Gender discrimination may be a hot-button issue here in the U.S., but we don’t have a monopoly on the practice by a long shot. A new report from Human Rights Watch highlights widespread and blatant discrimination in Chinese job descriptions, despite its ostensibly being illegal there. In fact, the highest incidence rates were found in government jobs.

The report looked at 36,000 job descriptions posted in the last few years, including 2017 and 2018 listings for civil service and government jobs. The authors note that their work was conducted under increasing hostility and suppression of the topic by Chinese authorities, meaning no cooperation (but perhaps some interference) was expected.

Thousands of the listings included such language as “men only,” “suitable for men,” or the like, for example “need to work overtime frequently, high intensity work, only men need apply.” In the civil service category, this happened in as frequently as one in five listings, with no corresponding “women only” language except in a single 2018 job.

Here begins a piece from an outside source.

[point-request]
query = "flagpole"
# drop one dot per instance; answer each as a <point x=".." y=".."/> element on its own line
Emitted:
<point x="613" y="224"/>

In the Ministry of Public Security, more than half the jobs required the applicant be male.

When women are permitted or requested to apply, they are subject to gendered requirements: be married with kids, for instance. But more common are appearance-based demands: to be a train conductor, a woman must be between 5’1″ and 5’6″, weigh less than 143 pounds, and have “normal facial features, no tattoos, no obvious scars on face, neck or arms, good skin tone, no incurable skin conditions.”

Women lucky enough to already be employed in major companies like Baidu and Tencent are used as lures for male applicants: these “goddesses” are presented as potential matches, as in this Alibaba ad: “They are the goddesses in Alibaba employees’ heart—smart and competent at work and charming and alluring in life. They are independent but not proud, sensitive but not melodramatic. They want to be your coworkers. Do you want to be theirs?”

Of course we shouldn’t throw rocks, at the risk of shattering our own glass house of sexism and other discriminatory practices over here, but it is worth being reminded that this is a worldwide and deeply seated phenomenon.

You can read the full report, “Only Men Need Apply,” here. Its recommendations, though the Chinese authorities seem unlikely to heed them, are to modernize laws relating to discrimination and enforce the ones that exist. China is in fact party to some international agreements to guarantee its citizens certain rights and quash discrimination when it is detected, so that may work as leverage.